# MLE Consistency

In the lectures, we saw that one of the nice properties of maximum likelihood estimates is that they are consistent. This means that essentially with more data points included in the likelihood, the estimates of parameters will converge to the true parameter values. 

As an example, suppose we want to estimate the two parameters $(\mu,\sigma)$ of a normal distribution, $\phi(X;\mu,\sigma)$ given a set of observations $X_{1},X_{2},...,X_{N}$. The likelihood function is,

$$
q(\mu,\theta) = -2\sum_{i=1}^{N}\ln\left( \frac{1}{\sigma\sqrt{2\pi}}e^{-\frac{1}{2}\left(\frac{X_{i}-\mu}{\sigma}\right)^{2}}\right) \\= N\ln(\sigma\sqrt{2\pi})+\sum_{i=1}^{N}\left(\frac{X_{i}-\mu}{\sigma}\right)^{2}
$$

In [None]:
%matplotlib notebook

import numpy
import matplotlib.pyplot as plt
plt.rcParams.update({'font.size': 14})

def q(params_list = []):
   mu    = params_list[0]
   sigma = params_list[1]
   N = len(data)
   sum_part = sum( [ ((x-mu)/sigma)**2 for x in data ] )
   return 2*N*numpy.log(sigma*((2*numpy.pi)**0.5)) + sum_part

Suppose the true values are $\mu_0$ and $\sigma_0$. 

In [None]:
# true values
mu_0     = 4.0
sigma_0  = 2.0

We can generate $N$ values of $X$ and find the maximum likelihood estimates $\hat{\mu}$ and $\hat{\sigma}$ for increasing values of $N$. 
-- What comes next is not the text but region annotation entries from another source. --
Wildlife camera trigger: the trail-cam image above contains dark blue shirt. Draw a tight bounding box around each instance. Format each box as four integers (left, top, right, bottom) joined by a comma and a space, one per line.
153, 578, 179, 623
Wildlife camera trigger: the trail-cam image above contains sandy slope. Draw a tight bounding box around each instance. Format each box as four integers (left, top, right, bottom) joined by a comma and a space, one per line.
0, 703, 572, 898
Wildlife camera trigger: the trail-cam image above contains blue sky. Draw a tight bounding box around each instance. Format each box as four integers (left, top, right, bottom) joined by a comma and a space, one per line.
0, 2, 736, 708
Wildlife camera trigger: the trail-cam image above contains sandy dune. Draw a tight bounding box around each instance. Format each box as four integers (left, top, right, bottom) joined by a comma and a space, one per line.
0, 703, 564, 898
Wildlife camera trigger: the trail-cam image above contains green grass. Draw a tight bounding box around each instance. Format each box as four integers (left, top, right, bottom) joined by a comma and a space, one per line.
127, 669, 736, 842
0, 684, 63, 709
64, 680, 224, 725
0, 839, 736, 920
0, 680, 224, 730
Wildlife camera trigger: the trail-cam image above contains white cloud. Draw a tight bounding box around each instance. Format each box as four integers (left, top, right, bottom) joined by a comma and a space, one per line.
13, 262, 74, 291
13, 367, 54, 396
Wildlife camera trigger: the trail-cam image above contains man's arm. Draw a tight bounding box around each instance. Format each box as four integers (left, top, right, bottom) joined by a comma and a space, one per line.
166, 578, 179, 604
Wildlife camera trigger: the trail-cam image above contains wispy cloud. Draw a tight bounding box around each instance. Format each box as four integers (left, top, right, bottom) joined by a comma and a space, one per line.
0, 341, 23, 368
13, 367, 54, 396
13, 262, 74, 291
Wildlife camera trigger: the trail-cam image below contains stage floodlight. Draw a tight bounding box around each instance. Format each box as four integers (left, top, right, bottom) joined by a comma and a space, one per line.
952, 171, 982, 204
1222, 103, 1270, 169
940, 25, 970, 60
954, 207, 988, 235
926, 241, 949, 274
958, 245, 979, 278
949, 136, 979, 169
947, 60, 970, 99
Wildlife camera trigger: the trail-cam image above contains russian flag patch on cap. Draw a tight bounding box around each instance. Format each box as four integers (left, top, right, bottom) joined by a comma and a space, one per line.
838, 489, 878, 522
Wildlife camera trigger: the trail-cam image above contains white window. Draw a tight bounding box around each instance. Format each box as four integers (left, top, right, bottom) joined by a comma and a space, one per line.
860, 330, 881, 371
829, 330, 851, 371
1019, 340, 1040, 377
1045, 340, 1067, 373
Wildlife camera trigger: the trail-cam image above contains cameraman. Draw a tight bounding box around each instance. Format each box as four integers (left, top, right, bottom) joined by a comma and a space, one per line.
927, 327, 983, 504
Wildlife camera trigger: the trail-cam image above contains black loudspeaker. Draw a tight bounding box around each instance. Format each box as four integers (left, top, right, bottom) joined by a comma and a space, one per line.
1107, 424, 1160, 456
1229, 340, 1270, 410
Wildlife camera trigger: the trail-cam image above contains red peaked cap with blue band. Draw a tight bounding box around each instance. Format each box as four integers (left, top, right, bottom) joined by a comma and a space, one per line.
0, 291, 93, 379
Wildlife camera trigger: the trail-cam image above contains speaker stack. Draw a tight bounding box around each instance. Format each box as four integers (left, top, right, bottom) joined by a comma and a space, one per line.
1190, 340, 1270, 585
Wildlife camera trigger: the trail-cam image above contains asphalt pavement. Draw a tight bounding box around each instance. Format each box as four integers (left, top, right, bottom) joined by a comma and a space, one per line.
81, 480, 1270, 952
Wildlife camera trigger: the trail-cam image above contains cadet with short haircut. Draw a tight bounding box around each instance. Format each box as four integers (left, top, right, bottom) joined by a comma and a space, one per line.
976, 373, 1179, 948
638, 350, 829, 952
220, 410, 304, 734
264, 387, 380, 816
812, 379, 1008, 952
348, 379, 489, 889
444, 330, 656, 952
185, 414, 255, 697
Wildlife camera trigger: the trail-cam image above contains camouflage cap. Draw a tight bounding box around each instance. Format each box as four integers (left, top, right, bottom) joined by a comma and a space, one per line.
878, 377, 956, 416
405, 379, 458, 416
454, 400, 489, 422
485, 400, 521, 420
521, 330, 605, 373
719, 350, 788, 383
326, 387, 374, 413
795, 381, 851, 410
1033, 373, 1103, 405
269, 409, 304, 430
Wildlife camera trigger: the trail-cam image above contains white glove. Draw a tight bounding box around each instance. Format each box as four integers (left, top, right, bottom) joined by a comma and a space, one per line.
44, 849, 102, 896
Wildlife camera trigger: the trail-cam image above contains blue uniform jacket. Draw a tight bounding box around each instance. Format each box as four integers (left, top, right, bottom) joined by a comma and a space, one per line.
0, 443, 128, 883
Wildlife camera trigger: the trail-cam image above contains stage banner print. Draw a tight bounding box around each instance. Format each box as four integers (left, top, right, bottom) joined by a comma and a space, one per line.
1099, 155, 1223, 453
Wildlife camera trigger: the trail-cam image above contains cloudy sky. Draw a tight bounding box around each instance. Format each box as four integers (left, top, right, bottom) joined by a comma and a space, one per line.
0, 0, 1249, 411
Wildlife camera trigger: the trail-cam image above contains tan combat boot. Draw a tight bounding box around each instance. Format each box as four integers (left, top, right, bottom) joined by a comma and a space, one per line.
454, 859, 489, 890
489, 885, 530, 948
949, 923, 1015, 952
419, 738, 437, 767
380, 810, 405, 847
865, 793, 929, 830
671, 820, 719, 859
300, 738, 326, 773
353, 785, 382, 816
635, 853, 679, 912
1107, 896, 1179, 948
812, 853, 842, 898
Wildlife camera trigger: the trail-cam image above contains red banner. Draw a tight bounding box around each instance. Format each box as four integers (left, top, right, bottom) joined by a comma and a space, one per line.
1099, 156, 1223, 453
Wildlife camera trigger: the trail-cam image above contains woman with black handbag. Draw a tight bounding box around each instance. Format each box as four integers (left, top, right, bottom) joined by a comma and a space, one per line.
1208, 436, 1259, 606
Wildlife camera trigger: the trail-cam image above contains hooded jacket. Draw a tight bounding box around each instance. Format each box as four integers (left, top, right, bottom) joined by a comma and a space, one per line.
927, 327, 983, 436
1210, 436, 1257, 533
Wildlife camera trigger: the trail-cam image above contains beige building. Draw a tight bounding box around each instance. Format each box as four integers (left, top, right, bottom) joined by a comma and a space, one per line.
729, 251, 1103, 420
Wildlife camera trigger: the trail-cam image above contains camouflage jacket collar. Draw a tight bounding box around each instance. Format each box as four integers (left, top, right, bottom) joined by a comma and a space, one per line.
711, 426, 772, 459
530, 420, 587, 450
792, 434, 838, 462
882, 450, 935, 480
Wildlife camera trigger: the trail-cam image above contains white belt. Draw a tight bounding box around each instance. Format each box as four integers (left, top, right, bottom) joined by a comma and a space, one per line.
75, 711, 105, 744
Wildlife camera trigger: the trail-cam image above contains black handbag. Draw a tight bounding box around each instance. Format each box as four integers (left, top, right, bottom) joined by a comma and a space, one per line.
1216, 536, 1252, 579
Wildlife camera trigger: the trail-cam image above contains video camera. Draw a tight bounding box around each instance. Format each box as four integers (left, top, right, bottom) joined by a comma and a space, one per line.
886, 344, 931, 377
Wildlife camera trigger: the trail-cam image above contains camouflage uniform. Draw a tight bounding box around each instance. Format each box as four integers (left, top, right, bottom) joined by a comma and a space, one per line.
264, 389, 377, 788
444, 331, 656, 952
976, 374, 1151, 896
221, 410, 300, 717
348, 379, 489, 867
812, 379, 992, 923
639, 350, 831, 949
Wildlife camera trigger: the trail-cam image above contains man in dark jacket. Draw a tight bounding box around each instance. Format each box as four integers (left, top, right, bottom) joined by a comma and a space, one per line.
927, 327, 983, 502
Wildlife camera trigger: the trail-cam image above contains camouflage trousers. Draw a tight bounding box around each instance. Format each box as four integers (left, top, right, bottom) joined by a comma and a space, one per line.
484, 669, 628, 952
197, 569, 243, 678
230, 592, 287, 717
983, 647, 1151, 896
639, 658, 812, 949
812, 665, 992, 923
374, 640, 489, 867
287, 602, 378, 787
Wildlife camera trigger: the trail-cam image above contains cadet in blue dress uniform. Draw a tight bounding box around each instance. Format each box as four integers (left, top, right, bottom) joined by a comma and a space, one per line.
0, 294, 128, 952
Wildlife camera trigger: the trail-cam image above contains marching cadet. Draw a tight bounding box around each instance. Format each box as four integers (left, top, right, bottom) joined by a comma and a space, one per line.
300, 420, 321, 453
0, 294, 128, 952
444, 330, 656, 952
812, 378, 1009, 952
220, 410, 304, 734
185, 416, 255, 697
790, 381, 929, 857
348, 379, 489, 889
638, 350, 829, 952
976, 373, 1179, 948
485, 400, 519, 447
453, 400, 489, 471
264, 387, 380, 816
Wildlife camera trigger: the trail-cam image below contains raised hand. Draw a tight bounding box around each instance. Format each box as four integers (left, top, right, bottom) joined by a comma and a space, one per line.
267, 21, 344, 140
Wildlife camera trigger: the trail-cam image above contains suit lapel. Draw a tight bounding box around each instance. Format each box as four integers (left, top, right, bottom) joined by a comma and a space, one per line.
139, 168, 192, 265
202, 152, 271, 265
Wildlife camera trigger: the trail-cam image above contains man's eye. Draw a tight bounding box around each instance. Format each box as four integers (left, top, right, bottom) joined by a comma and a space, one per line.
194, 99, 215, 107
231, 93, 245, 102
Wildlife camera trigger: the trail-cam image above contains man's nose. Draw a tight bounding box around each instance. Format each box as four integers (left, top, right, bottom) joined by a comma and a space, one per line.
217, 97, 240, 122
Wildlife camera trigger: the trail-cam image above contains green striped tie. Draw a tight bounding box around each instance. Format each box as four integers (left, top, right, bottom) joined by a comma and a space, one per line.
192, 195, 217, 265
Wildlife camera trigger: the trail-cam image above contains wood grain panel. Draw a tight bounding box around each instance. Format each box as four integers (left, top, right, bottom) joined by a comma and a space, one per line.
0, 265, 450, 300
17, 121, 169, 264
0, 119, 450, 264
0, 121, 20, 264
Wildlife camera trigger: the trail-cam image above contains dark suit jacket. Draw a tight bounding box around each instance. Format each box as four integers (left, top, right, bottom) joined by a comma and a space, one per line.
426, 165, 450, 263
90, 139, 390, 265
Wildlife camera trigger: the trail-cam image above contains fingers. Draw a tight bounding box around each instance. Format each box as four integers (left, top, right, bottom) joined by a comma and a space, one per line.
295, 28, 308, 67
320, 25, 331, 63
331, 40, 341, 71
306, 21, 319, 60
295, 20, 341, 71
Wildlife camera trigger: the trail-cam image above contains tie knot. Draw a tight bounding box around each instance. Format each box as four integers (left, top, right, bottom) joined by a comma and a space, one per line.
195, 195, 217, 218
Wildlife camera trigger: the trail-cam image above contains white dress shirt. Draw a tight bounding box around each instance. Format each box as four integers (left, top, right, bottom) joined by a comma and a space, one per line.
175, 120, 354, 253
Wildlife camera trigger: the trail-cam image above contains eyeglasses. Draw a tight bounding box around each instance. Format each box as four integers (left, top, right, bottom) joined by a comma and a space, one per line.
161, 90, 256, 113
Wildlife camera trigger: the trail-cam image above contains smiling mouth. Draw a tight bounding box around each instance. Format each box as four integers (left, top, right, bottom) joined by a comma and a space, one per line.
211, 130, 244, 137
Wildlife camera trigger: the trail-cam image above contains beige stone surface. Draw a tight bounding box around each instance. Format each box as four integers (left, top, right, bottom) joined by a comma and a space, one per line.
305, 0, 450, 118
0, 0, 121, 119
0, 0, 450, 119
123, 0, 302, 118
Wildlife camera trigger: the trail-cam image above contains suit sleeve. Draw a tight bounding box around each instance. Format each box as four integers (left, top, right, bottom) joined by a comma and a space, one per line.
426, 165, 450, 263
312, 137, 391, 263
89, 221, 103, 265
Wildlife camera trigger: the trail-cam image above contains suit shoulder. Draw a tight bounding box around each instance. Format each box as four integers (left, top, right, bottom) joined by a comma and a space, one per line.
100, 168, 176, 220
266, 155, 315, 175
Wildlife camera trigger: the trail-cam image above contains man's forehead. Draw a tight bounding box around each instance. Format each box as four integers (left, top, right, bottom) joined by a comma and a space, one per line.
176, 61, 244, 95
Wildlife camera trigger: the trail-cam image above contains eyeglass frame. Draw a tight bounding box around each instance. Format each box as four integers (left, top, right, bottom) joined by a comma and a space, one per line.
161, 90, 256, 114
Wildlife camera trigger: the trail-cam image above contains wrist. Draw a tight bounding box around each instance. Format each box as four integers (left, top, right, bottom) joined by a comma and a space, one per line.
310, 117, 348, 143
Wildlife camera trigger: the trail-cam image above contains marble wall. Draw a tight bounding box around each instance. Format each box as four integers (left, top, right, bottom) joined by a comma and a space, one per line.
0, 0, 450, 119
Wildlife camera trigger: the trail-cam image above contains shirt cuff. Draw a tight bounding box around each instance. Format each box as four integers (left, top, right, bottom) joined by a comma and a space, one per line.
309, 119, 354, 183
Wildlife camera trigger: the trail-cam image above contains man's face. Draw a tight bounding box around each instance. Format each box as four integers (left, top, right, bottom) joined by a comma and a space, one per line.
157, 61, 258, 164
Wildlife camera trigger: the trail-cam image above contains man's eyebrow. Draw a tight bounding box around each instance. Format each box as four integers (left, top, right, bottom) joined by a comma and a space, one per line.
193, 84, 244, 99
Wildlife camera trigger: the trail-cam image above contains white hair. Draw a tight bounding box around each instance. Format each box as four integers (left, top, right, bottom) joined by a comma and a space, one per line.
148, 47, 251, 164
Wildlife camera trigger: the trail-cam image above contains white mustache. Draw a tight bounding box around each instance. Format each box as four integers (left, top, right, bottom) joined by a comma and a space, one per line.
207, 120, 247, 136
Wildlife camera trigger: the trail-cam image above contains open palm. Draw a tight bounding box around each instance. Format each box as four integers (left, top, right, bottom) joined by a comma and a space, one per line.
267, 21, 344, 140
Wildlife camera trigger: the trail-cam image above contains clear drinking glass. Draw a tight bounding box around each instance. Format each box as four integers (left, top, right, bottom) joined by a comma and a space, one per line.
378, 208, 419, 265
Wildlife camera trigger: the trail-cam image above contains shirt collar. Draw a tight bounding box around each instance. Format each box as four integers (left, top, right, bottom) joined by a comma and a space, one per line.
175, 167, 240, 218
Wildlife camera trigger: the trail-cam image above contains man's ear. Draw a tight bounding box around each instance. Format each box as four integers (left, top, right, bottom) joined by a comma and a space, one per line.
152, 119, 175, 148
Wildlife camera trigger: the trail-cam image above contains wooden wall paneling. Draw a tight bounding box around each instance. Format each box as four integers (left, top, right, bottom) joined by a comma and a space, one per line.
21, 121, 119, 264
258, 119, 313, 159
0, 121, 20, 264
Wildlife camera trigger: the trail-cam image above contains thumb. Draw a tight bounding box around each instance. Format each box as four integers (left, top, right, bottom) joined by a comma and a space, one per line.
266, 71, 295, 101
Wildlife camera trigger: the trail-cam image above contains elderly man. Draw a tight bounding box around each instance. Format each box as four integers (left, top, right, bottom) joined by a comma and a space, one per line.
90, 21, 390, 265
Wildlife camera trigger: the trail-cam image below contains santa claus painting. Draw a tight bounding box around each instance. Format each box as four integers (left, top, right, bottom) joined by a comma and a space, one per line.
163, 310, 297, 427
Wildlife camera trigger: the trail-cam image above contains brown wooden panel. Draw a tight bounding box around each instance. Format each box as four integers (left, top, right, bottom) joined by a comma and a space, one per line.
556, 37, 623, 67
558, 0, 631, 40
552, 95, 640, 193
We’ll use the minimize function from the `scipy.optimize` package.

In [None]:
from scipy.optimize import minimize

# empty list of data for now
data = [] 

# inital values for mu, sigma
init_params = [mu_0,sigma_0]
bounds  = [(-10,10),(0.01,10)]
# generate random data
steps = [5,10,20, 50, 100, 200, 500, 1000, 5000, 10000, 20000]
hat_mu = []; hat_sigma = []
for N in steps: 
  data = numpy.random.normal(mu_0,sigma_0,size=N)
  mle = minimize(q,init_params,bounds=bounds)
  hat_mu.append(mle.x[0])
  hat_sigma.append(mle.x[1])

And plot the results ...

In [None]:
plt.plot(steps,hat_mu,color='blue',marker="o",label="$\hat{\mu}$")
plt.plot(steps,hat_sigma,color='red',marker="o",label="$\hat{\sigma}$")

plt.plot(steps,[mu_0 for s in steps],color='blue',linestyle="--")
plt.plot(steps,[sigma_0 for s in steps],color='red',linestyle="--")

plt.xlabel("N")
plt.ylabel("$\hat{\mu}$ or $\hat{\sigma}$")

plt.xscale('log')
plt.legend()
plt.show()

As expected, as $N$ gets llarger, the maximum likelihood estimators for $\mu$ and $\sigma$ get closer to the true values $\mu_0$ and $\sigma_0$. 

Try with other true values and check if the same holds.